(June 9, 2018 at 5:53 am)Khemikal Wrote:(June 9, 2018 at 12:16 am)vulcanlogician Wrote: I would take issue with the word "decide." If it's an objective thing you would actually be discerning or figuring out what is good. You don't decide that earth revolves around the sun. It is an objective truth. You use observation and reason to figure it out. In much the same way, you must use logic and reason to discern objective goods. The figure most associated with the idea of objective goods is probably Plato.No love for aristotle? Most of our current ethical theories on objective goods are aristotelian rather than platonist. His ethics seek to arrive at the same conclusions as platos..but without the burden of those elaborate metaphysics. I;d give him pride of place if I was associating people with objective goods. Platos objective goods only existed in order to support his metaphysics..upon which they were predicated.
OTOH, Aristotle only broke that vicious circularity by refusing to address it in the first place. Discussions of goodness and virtue only mean something to people who already possess knowledge of those things, to whatever degree. I suppose that;s not intellectually satisfying, but it could very well be true. It may be impossible to explain "what is good" to a person who has no prior concept of good. Like so many "what's wrong with rape" threads.....if somebodies asking the question....and not in a half assed edgelord kind of way, you can be pretty damned certain that nothing you tell them will ever explain whats wrong with rape.

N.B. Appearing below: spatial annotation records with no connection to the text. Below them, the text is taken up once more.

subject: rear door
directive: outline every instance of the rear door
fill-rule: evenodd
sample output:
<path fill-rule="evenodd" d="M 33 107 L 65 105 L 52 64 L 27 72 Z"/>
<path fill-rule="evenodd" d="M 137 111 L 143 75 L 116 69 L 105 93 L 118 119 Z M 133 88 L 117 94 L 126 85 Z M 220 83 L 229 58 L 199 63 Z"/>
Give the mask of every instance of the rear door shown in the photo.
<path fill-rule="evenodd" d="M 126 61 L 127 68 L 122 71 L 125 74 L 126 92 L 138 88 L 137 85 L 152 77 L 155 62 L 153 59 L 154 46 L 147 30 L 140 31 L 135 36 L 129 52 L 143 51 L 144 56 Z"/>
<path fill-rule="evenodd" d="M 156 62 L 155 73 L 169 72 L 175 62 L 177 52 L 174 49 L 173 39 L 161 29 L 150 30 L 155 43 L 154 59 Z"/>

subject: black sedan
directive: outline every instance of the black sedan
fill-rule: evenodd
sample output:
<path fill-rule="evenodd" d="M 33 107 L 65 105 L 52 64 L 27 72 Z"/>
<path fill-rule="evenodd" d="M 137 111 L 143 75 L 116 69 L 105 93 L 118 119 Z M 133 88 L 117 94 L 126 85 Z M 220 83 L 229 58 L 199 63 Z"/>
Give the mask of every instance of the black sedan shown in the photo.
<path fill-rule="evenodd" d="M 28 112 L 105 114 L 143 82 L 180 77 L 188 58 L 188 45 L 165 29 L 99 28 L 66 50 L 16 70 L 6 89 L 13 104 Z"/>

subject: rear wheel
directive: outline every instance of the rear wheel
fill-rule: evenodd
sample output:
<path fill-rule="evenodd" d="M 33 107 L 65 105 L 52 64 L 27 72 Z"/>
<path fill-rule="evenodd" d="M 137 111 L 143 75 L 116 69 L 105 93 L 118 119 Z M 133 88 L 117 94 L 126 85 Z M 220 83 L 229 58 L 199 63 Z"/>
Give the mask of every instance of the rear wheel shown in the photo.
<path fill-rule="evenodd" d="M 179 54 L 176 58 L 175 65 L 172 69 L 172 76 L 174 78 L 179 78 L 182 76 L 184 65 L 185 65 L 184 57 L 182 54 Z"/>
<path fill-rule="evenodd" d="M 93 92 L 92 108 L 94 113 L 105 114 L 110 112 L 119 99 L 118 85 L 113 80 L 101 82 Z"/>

That;s what springs to my mind, in any case, everytime one of these "how can we determine an objective standard for goodness" threads crops up. Either you can or you can;t..but if you really cant....it;s probably a you problem, not a "we" problem.
(we're shamelessly stealing your food pron thread chimp)
1) So first off, I don't really have enough knowledge of Ari to comfortably refer to him when speaking of objective goodness. Aristotle is a real gap in my knowledge concerning Greek philosophy. Why? I think you summed it up pretty well already. I have "No love for Aristotle." I hate reading the guy. I mean, I've picked up plenty of knowledge concerning him in my travels. I've imbibed some secondhand accounts of his virtue ethics, which I liked a lot. But I don't know him all that well.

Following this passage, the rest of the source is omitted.